Practice safe sun to reduce your risk of skin cancer
At Vitality, we’re all about encouraging people to be active and enjoy outdoor activities. However, it’s important to take precautions when they are out in the sun. As May is National Skin Cancer Awareness month, it’s the perfect opportunity to raise awareness about and offer practical recommendations on how people can avoid skin cancer.
Nationwide, Skin cancer is the most common form of cancer. Though most forms of the cancer are non-melanoma and can be treated, in 2019, more than 190,000 people will be diagnosed in the United States with the most dangerous form, melanoma, and 7,000 will die, according to SkinCancer.org.
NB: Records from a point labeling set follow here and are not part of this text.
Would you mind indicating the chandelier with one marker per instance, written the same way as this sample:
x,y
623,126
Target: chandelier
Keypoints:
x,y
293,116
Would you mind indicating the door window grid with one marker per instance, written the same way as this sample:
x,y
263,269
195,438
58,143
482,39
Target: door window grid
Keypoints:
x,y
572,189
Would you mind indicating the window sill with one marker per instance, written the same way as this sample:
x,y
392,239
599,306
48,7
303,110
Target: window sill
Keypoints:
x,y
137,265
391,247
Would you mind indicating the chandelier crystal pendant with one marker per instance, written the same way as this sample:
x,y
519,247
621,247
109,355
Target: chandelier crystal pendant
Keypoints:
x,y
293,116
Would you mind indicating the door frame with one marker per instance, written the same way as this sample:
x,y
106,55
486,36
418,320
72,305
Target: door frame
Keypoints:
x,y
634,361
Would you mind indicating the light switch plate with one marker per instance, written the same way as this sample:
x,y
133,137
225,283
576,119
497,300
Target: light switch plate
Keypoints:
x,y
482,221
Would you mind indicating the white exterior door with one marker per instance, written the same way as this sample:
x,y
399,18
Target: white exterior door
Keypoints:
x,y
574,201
The best way to reduce your risk of skin cancer is to reduce your UV exposure. During Skin Cancer Awareness Month, the American Academy of Dermatology is asking, “Do You Use Protection?” and encourages everyone to practice safe sun exposure every time they are outdoors.
Here’s a list of practical prevention steps from the Skin Cancer Foundation:
- Seek the shade, especially between 10 a.m. and 4 p.m.
- Don’t get sunburned.
- Avoid tanning, and never use UV tanning beds.
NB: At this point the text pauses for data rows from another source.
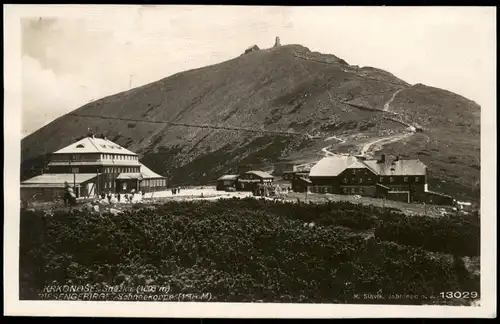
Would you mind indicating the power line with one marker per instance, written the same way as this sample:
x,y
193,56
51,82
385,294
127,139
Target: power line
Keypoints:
x,y
252,130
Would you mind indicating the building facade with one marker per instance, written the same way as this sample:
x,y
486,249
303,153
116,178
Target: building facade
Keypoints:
x,y
93,166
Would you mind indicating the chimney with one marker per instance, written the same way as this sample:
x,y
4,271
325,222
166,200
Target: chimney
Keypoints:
x,y
382,159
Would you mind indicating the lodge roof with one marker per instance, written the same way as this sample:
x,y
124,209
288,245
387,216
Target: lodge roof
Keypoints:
x,y
400,167
147,173
94,145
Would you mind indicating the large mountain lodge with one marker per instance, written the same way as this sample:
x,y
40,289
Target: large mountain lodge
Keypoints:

- Cover up with clothing, including a broad-brimmed hat and UV-blocking sunglasses.
- Use a broad spectrum (UVA/UVB) sunscreen with an SPF of 15 or higher every day. For extended outdoor activity, use a water-resistant, broad spectrum (UVA/UVB) sunscreen with an SPF of 30 or higher.
- Apply 1 ounce (2 tablespoons) of sunscreen to your entire body 30 minutes before going outside. Reapply every two hours or after swimming or excessive sweating.
- Keep newborns out of the sun. Sunscreens should be used on babies over the age of six months.
- Examine your skin head-to-toe every month.
- See a dermatologist at least once a year for a professional skin exam.
If you have questions about how to protect your skin or choose a sunscreen, talk with a board-certified dermatologist.
With summer on the way, we hope everyone has fun in the sun while being thoughtful about ways to decrease the risk of skin cancer.